The Real Thing

Tom Stoppard
Old Vic
(2010)

Production photo

It's not far short of thirty years since Sir Tom Stoppard wrote The Real Thing but, as another writing team has recently reminded us, Love Never Dies.

In his inimitable way, the playwright explores the topic of love in painful depth but also provides a characteristic philosophical underpinning to his semi-autobiographical plot.

Anna Mackmin's fine revival starts with a Stoppardian surprise, as we observe a quartet of central characters all of whom are sophisticated theatre folk. Within a picture frame created by designer Lez Brotherston and filled with what went as state of the art trendy minimalism in the early 80s, we witness a web of infidelities wrapped up in the framework of plays within plays.

To add depth, these are then illuminated by parallels in the plays in which one of the lynchpins Hattie Morahan's appropriately flirty, flighty Annie, a part created by and reputedly modelled on Felicity Kendal, is performing, Miss Julie and 'Tis Pity She's a Whore.
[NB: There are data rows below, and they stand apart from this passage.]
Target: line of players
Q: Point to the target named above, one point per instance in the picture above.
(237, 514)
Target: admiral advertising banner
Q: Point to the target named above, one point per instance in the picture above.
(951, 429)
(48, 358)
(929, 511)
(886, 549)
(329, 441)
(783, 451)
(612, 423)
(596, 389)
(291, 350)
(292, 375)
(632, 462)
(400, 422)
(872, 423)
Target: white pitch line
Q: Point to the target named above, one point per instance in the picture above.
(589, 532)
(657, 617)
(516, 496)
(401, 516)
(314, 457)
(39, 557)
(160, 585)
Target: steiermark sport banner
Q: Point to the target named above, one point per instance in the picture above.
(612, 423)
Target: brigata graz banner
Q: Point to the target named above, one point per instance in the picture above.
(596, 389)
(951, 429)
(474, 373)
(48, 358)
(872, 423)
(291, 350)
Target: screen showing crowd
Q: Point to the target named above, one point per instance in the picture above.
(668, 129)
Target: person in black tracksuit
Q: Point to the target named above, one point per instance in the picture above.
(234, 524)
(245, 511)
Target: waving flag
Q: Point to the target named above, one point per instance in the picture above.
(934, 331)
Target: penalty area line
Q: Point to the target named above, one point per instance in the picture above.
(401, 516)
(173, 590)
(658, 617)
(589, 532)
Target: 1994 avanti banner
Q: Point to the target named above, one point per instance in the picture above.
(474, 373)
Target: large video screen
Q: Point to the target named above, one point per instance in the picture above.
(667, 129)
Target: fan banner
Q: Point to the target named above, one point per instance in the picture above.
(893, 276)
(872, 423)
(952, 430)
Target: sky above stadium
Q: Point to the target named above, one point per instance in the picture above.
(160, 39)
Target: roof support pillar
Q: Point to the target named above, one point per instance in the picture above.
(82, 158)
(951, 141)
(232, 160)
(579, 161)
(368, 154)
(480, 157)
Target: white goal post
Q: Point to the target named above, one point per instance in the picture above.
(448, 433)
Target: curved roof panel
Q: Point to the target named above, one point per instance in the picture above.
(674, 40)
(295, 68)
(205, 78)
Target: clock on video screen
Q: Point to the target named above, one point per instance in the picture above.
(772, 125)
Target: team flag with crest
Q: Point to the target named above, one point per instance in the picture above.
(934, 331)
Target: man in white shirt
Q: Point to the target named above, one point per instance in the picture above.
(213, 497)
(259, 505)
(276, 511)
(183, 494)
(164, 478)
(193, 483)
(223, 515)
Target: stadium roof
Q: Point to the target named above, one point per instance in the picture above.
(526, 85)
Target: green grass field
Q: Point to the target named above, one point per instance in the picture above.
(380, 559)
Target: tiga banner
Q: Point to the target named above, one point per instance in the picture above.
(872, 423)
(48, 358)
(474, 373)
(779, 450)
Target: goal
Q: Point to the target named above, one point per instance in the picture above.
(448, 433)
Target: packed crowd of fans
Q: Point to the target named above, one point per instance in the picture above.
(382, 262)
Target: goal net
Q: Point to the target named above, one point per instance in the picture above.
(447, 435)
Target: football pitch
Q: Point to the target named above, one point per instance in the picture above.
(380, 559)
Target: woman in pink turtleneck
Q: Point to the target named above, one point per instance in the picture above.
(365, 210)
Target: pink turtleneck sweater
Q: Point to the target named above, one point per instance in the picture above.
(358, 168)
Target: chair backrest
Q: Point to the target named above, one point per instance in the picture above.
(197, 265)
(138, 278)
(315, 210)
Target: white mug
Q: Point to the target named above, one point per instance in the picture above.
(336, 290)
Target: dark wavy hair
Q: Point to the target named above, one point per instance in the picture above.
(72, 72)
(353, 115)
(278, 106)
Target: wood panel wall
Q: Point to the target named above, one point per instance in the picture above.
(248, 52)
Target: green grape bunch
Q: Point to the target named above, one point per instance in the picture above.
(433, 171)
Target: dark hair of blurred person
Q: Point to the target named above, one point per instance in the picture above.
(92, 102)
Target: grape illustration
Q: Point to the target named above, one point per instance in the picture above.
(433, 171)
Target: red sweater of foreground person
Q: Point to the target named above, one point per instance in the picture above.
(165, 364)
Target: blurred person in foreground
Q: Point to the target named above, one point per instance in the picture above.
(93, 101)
Although The Real Thing frequently threatens to become too clever for its own good, it is rescued by the writer's humour and the feeling that much of what goes on is, as the title suggests, drawn from real life.
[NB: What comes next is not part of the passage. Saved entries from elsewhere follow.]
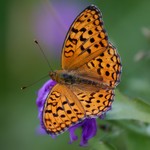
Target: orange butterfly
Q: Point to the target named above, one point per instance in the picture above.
(91, 69)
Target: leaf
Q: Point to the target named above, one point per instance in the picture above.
(126, 108)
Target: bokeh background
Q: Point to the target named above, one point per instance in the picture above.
(128, 26)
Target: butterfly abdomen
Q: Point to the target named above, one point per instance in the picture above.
(70, 78)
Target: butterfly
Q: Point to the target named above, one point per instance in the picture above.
(91, 69)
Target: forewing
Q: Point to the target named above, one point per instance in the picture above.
(85, 40)
(62, 109)
(105, 68)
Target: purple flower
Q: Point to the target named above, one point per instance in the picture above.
(89, 126)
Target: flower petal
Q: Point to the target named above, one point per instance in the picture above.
(89, 129)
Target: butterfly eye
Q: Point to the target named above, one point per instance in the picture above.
(65, 76)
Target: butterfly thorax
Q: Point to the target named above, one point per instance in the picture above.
(71, 78)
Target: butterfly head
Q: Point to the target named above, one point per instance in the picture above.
(53, 75)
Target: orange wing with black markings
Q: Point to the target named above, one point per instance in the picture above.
(85, 40)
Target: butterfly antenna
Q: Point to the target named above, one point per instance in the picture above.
(36, 42)
(24, 87)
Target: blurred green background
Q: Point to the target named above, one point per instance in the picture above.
(128, 26)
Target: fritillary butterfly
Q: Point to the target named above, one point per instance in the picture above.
(91, 69)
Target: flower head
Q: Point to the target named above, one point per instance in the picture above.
(88, 125)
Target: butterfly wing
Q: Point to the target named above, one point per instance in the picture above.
(94, 102)
(105, 68)
(62, 109)
(85, 40)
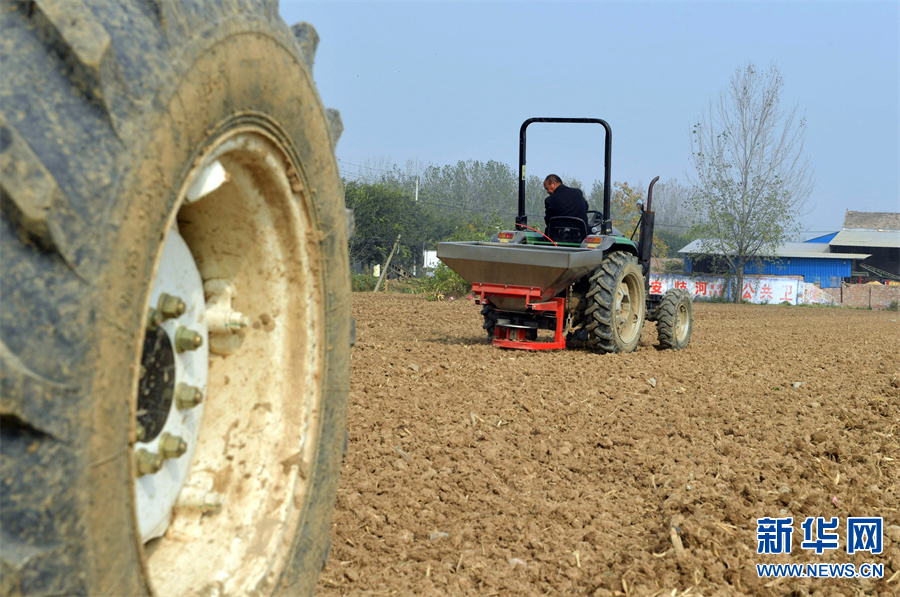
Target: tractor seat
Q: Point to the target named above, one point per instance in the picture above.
(567, 229)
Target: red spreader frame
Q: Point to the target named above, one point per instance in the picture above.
(514, 337)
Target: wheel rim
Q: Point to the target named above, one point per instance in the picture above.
(221, 516)
(629, 305)
(681, 322)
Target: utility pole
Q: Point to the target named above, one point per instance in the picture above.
(387, 264)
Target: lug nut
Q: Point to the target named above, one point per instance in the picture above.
(171, 446)
(147, 462)
(170, 306)
(186, 339)
(187, 396)
(154, 318)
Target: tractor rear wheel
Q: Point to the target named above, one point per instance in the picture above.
(616, 304)
(175, 332)
(675, 319)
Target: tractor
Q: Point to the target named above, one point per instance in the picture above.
(581, 281)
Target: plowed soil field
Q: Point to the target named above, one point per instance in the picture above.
(474, 470)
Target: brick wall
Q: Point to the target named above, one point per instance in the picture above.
(863, 296)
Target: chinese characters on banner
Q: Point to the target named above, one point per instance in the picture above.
(756, 289)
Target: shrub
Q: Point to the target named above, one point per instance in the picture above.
(445, 283)
(362, 282)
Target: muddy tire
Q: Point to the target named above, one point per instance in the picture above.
(675, 319)
(148, 150)
(616, 304)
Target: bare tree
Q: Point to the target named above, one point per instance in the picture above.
(751, 176)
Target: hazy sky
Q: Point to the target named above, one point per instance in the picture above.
(440, 82)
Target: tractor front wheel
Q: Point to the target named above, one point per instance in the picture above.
(616, 304)
(675, 319)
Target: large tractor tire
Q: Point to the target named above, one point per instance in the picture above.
(616, 304)
(175, 286)
(675, 319)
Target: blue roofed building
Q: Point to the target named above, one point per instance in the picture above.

Indeed the convincing Toby Stephens as the protagonist, a good natured playwright called Henry, suffers much anguish while pursuing love with Annie and keeping a writing career going. The latter becomes difficult, as Annie foists her latest project, an imprisoned, politicised soldier and his pedestrian play, on to her reluctant lover.
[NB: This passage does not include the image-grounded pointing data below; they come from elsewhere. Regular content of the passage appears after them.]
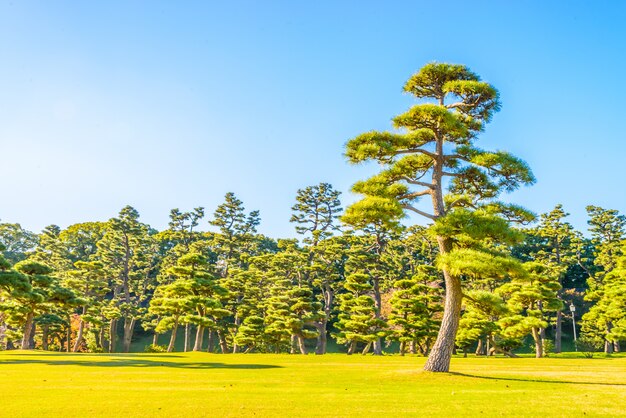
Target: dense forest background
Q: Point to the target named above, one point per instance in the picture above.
(120, 285)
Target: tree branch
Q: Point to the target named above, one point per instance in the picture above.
(419, 212)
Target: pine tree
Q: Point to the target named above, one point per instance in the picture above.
(35, 292)
(607, 229)
(557, 249)
(316, 210)
(530, 297)
(438, 144)
(129, 252)
(359, 319)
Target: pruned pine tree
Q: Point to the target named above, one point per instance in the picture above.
(36, 293)
(327, 275)
(605, 322)
(434, 154)
(88, 280)
(530, 298)
(557, 248)
(175, 242)
(360, 320)
(9, 281)
(17, 242)
(234, 245)
(479, 324)
(129, 253)
(292, 311)
(607, 229)
(315, 213)
(415, 304)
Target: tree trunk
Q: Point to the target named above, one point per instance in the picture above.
(68, 334)
(538, 343)
(171, 347)
(608, 345)
(480, 348)
(209, 348)
(378, 346)
(301, 345)
(187, 331)
(320, 347)
(102, 340)
(129, 327)
(112, 335)
(441, 353)
(28, 329)
(322, 338)
(79, 335)
(558, 334)
(223, 343)
(293, 344)
(199, 338)
(44, 337)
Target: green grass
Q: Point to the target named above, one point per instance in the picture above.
(199, 384)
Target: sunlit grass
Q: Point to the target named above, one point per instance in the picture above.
(201, 384)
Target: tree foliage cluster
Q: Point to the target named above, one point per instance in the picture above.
(482, 275)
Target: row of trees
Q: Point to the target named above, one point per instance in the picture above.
(90, 287)
(480, 276)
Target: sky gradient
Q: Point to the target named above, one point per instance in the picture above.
(161, 104)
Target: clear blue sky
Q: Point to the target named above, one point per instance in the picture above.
(162, 104)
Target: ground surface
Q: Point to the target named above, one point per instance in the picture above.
(199, 384)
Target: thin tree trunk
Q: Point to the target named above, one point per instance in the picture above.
(608, 345)
(320, 347)
(129, 327)
(294, 343)
(378, 346)
(441, 353)
(301, 345)
(322, 338)
(44, 337)
(102, 338)
(538, 343)
(223, 343)
(112, 335)
(28, 329)
(480, 348)
(68, 334)
(171, 346)
(199, 338)
(558, 334)
(79, 335)
(209, 348)
(187, 330)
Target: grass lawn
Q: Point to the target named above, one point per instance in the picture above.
(36, 384)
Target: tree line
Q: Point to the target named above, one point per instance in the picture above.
(483, 275)
(92, 286)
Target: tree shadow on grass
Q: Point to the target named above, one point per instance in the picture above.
(518, 379)
(64, 354)
(132, 362)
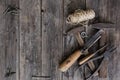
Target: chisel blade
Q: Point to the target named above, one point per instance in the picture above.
(103, 25)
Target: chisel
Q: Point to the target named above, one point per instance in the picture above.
(72, 58)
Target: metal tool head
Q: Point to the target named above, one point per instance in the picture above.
(110, 50)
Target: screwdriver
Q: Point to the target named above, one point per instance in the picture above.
(72, 58)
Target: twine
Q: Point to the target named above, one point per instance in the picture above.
(80, 16)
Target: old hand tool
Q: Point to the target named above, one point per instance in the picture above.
(72, 58)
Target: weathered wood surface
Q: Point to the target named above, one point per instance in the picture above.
(33, 42)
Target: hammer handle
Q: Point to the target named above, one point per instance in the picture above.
(69, 61)
(85, 59)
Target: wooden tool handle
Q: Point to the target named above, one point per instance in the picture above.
(85, 59)
(69, 61)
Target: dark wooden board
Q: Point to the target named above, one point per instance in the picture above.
(33, 42)
(52, 32)
(9, 41)
(30, 39)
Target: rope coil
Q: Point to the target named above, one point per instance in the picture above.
(80, 16)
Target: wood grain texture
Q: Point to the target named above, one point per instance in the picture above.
(33, 43)
(30, 39)
(52, 27)
(9, 36)
(105, 10)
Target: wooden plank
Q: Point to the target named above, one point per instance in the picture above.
(105, 10)
(2, 42)
(70, 42)
(52, 25)
(30, 39)
(10, 40)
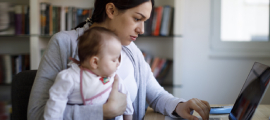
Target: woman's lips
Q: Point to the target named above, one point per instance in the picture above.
(133, 38)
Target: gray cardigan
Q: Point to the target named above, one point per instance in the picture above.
(56, 58)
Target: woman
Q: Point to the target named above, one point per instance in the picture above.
(126, 18)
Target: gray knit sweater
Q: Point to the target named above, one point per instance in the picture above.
(56, 58)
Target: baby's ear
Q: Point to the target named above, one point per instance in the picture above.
(94, 62)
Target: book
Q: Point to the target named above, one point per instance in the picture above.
(27, 20)
(157, 23)
(148, 25)
(166, 21)
(18, 19)
(42, 17)
(7, 69)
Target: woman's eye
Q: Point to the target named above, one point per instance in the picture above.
(137, 19)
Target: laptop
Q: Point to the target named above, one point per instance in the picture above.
(250, 95)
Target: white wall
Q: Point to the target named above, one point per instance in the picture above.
(217, 80)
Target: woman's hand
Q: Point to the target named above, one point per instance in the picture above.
(117, 102)
(200, 106)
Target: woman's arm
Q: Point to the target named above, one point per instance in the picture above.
(59, 92)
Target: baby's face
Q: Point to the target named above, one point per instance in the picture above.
(109, 57)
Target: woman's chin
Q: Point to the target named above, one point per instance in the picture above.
(126, 43)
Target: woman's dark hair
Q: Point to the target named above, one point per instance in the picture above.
(100, 15)
(90, 43)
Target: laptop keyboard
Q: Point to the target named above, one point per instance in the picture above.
(211, 119)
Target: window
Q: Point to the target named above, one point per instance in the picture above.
(240, 28)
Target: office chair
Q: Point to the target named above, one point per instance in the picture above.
(20, 92)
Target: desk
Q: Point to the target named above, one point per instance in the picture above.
(262, 113)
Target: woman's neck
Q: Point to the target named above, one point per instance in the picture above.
(103, 24)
Along the way, the distinguished but in some ways down to earth Henry has to endure the threat of losing her but also has troubles with his patrician ex, another actress played with grim realism by Fenella Woolgar and dad/daughter problems that give Louise Calf playing Debbie the chance to deliver a lovely cameo.

Stoppard plays can be wordy but his writing is always a delight and few writers for the stage play with ideas so cogently. The Real Thing is only dated by its music, which in itself is a homage to Henry's tastes that were already old hat in 1982. Otherwise, it feels completely contemporary, as viewers will instantly recognise people and situations on stage that could as easily have come from life.

Kevin Spacey should be delighted with the result of his latest commission, which should keep the box office very busy throughout the run, or at least until all of the tickets sell out.